Lacklustre year predicted for residential construction

NANAIMO: Tightening mortgage rules, a drop in housing starts and unoccupied units suggest decline.

  • Oct. 26, 2012 11:00 a.m.

After brisk activity in the first half of this year, growth in Canada’s residential construction industry is expected to moderate through the second half of 2012 and into 2013, according to the Conference Board of Canada’s Summer 2012 outlook for the industry.

“The residential market is destined for a soft landing, which means that it will no longer be able to fuel Canada’s post-recession growth,” said Michael Burt, director of industrial economic trends. “Next year is expected to be particularly lacklustre, as housing starts and industry profits are both forecast to decline.”

Most of the weakness will be concentrated in the multiples segment of the industry, where a significant number of units remain unoccupied.

In the next year, the industry will also have to adjust to another tightening of mortgage lending rules. And factors such as relatively low consumer confidence, modest job and income growth, and high household debts will dampen the overall residential construction outlook.

Despite these challenges, the industry remains healthy.

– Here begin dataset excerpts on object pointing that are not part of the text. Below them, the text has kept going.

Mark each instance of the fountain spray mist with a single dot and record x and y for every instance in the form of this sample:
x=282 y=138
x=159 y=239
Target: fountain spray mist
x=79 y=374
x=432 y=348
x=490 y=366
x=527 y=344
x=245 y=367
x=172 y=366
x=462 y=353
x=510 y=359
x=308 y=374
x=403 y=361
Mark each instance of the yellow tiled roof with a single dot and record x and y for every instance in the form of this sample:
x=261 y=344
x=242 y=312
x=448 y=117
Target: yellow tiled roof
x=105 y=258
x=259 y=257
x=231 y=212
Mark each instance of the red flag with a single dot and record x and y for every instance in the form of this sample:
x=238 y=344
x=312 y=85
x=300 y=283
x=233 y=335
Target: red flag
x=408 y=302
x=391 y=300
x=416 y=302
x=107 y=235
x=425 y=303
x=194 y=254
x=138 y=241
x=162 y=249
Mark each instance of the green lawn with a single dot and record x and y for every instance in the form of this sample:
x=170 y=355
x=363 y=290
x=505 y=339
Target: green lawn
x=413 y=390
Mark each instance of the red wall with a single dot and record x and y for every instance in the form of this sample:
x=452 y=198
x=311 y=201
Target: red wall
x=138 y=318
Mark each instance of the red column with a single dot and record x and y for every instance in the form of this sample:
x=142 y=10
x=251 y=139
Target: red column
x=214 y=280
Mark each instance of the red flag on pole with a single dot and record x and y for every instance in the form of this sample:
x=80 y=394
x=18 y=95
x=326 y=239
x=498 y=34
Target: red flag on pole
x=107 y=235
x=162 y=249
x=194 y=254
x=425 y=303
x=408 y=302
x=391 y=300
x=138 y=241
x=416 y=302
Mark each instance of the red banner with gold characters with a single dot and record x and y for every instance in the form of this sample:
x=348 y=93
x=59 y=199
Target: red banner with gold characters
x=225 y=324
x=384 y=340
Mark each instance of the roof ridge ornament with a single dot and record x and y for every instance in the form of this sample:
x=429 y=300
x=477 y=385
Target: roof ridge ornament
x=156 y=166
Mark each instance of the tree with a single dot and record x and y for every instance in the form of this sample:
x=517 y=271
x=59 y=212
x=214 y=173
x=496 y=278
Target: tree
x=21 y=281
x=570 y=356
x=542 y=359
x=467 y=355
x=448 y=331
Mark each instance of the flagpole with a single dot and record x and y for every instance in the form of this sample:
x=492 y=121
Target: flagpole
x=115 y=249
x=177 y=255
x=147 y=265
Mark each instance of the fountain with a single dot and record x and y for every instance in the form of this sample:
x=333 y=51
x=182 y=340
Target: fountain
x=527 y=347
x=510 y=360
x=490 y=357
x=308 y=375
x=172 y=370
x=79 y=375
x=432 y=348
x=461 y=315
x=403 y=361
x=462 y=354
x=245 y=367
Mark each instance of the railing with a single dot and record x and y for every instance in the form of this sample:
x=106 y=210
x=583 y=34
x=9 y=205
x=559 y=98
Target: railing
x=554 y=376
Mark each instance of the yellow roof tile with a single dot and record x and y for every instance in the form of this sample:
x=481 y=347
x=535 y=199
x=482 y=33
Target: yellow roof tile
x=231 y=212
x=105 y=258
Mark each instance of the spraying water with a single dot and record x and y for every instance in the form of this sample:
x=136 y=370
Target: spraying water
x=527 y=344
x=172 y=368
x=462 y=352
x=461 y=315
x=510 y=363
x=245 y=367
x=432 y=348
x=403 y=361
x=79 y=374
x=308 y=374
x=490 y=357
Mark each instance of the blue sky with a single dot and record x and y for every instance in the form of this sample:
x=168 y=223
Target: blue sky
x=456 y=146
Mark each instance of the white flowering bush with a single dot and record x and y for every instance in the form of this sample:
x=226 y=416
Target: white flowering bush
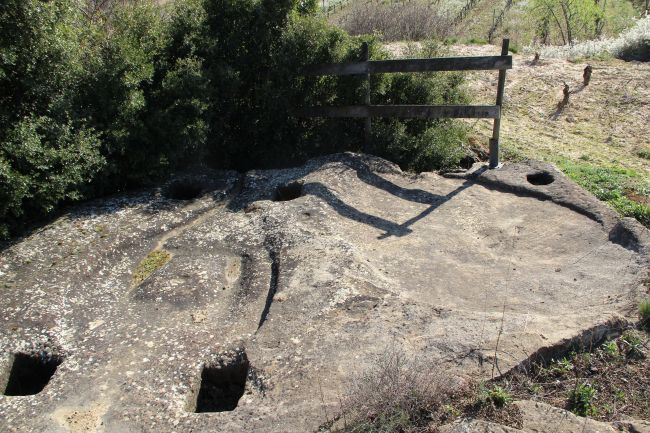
x=632 y=44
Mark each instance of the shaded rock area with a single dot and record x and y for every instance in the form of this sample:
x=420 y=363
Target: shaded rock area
x=283 y=284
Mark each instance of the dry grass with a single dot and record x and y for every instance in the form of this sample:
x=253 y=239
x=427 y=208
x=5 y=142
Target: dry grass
x=414 y=20
x=396 y=395
x=403 y=395
x=616 y=376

The ratio of homeowner equity to real estate assets remains close to the levels of the past 20 years, which indicates that borrowing amounts are still in line with property prices.

And low mortgage delinquency rates are further evidence that Canadians are doing a good job of managing their mortgage debts.

Through the first seven months of 2012, housing starts surged 15 per cent over the similar period in 2011, due to a 23 per cent increase in multiple-unit construction.

Starts are forecast to decline by 7.3 per cent in 2013 to less than 200,000 units, and regional markets that are exposed to more risks, such as Vancouver and Toronto, will feel more of an effect.

Strong demand and moderate cost pressure will enable the industry to post pre-tax profits of $4.6 billion this year, a 31 percent gain over 2011.

However, profits are expected to dip to $4.1 billion next year, before steady growth resumes in 2014.

Future gains, however, will be limited by current high home ownership rates and an expected rise in mortgages rates.

As a result, the industry’s profits are not expected to return to their pre-recession levels until 2016.